During a televised football game on Sunday, an announcer welcomed the members of the U.S. military viewing the game in 177 nations around the world. When the news came on, the topic was the same one it's been for weeks, speculation as to whether and how much a single individual will escalate war by sending tens of thousands of additional troops to nation number 177, Afghanistan.
Somehow it remains eternally controversial to mention the imperial presidency. Yet the positions on Afghanistan in the United States are limited to "The president should escalate the war," "The president should not escalate the war" and "The president should do whatever he wants." Some people have other things to say on the topic, but almost nobody refuses to hold one of those three positions.
One of the few holdouts is a document rather than a person, a document known as the U.S. Constitution. The funny thing is that the people who wrote this document over two centuries ago very intentionally and explicitly created a legislature with the power and duty to decide when and where to fight wars, to raise the funding to pay for them, and to oversee the military. The executive was to execute the will of the Congress, including in his duty as commander in chief of the military.
The wisdom here was not just in giving the power to decide on wars, and the extent of those wars, to a different branch of government than the commander in chief, while nonetheless giving him (or her) civilian command of the military. The wisdom extended to giving the legislature the power to decide virtually everything else, what laws to make in any area and, in every area, what money to raise or spend.
Representatives were to represent relatively small numbers of people. Their constituents, it was expected, might be able to persuade them to act on behalf of majority opinion. The idea of the entire nation lobbying the executive is almost laughably more challenging, even without considering the problems with lobbying an executive to make decisions only Congress is constitutionally able to make, not to mention decisions on whether to engage in massive crimes forbidden by treaties to which our nation is a party.

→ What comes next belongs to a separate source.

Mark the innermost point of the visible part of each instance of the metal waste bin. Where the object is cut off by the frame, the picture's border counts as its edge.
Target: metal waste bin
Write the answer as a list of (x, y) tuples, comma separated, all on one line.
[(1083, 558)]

But Congress is in such bad shape that many people have had many years to learn that their permanent-incumbent representative is virtually immune to public influence. Meanwhile, the president is new, and his vague advertising campaign has left him open to wishful misinterpretation. Plus, he's a member of the good team.
If President George W. Bush had called something serving 2 to 5 percent of Americans a "public option," MoveOn.org would have attacked him for deceiving the country. When Obama does that, all the activist groups celebrate his public service. When Bush continued and escalated wars, the more principled peace groups told the House of Representatives to deny him the money. After 11 months, we are just beginning to drag a few of the better peace groups partially away from their lobbying of the new emperor, in order to work on denying the money.
I recently read an excellent book called "The Vanishing of a Species?" which Peter Gretener wrote, for the most part, 30 years ago, but which his family just published posthumously. This book looks at the fate of our species in as wise a way as anyone has in the generation since it was written. It examines, among other things, the question of whether humans are aggressive due to nature or nurture, and whether this aggressiveness must expand with the greater density of humans caused by population growth. But Gretener never considers the possibility of a government misrepresenting its people, of people outgrowing aggressiveness but their government nonetheless attacking others.
Gretener believes that human wisdom has not kept pace with human technology, thus creating the possibility of economic and environmental collapse. I believe, on the contrary, that human wisdom has declined rather than holding steady. We've lost the ability to live sustainably or peacefully. And we've lost the understanding of how governments can be structured to check our inevitable abuses.